Fig. 1. One participant’s example illustrates signal extraction.

A. Location and names of frontal electrodes in the cap. B. Spectrogram of one TDbrain participant, right and left frontal lobes. 2-minute signal, after filtering for Alpha. The 8–12 Hz power is visible in both the left and right lobes. C. A two-second example of the envelope of alpha power in the left/right frontal lobe (color orange). The envelope signal of the two alpha lobes was used later in Spearman correlation analysis to examine the communication between the frontal contralateral and ipsilateral lobes.

Fig. 2. The expression of beating from the alpha signal of two frontal electrodes.

A. An illustration of the Beating phenomenon in red and blue shows that the two sine waves are at slightly different frequencies. In green is the envelope of their sum. B. An illustration of frontal F3, F4 electrodes, where the envelope of the alpha signal is extracted. C. Correlational analysis of the envelopes of the two Alpha signals resulted in the alternating state of full synchronization and desynchronization. The alternating states resemble a binary code of 0 and 1 s as illustrated over the time points captured by the red arrow.

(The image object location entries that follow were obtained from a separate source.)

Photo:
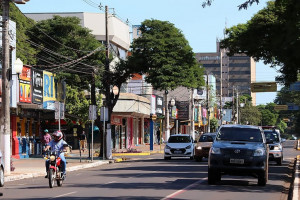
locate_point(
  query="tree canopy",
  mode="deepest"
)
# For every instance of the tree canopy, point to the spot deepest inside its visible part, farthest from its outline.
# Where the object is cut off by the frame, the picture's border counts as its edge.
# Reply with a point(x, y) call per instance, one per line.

Fig. 3. Three participants, each from a different dataset (TDbrain, SRM, MODMA), to illustrate brain communication via signal correlation.

Spearman Correlation between two Alpha frontal lobes, each from the contralateral hemisphere. A. One second of the alpha envelope from the left hemisphere (light blue) and the right hemisphere (orange) are presented to illustrate times of correlation (synchronization, bold blue dots) and anti-correlation (desynchronization, bold red dots) in three participants, each from a different dataset. B. The same one-second from the same three participants, 100 correlation values per second between the two frontal alpha envelopes. C. 10 consecutive seconds from one TDbrain participant. In each second (colored in a different color), there are 100 correlation values. From the one-second example for the participants in the middle panel and the consecutive seconds in the bottom panel, it is evident that the communication between the frontal hemispheres goes in and out of sync several times per second.

Fig. 4. Peak analysis synchronization time across frequencies.

Upper panel. Left, the Illustration of f(x) > 0 and f(x) < 0 (Cumulative analysis) and on the right, the Illustration of f(x) > 0.98 and f(x)<−0.98 (Peak analysis). The middle panel (Cumulative analysis) shows significantly higher values of alpha synchrony vs. the lower bands, delta (p < 0.001) and theta (p < 0.001) and the higher bands, that is, beta(p < 0.001) and gamma (p < 0.001). Desynchronization was also significantly different between Alpha and the lower bands, delta (p < 0.001) and theta (p < 0.001), where the lower bands showed a higher percentage time of desynchronization. The lower panel (Peak analysis) shows similar results with full synchronization and desynchronization, where the distinction between Alpha and the other frequencies is clearer, while the higher bands show almost no synchronization/desynchronization at all. The error bars are standard error. ***p < 0.01.

Fig. 5. Age analysis.

A. The percentage of synchronization across the lifespan for all participants. B. The sample was stratified by age. The age analysis was conducted only with the eyes-closed group because there were not enough participants in the eyes-open group for age stratification. Frontal alpha synchronization was significantly higher and desynchronization was significantly lower in the 20–50 age group compared to the older group. The error bars are standard error. *p < 0.05, **p < 0.01.

Fig. 6. An example of data transmission between a sender and a receiver.

A. The start and end of transmission are indicated by the dotted green line (signal), the sampling edge (clock) is indicated in orange, and the shifting edge (clock) is indicated in blue. The clock determines the packets. With the constraint of the clock, the signal is translated into a binary zero or one. B. Encoding and decoding information between brain regions based on a binary code generated by frequency modulation.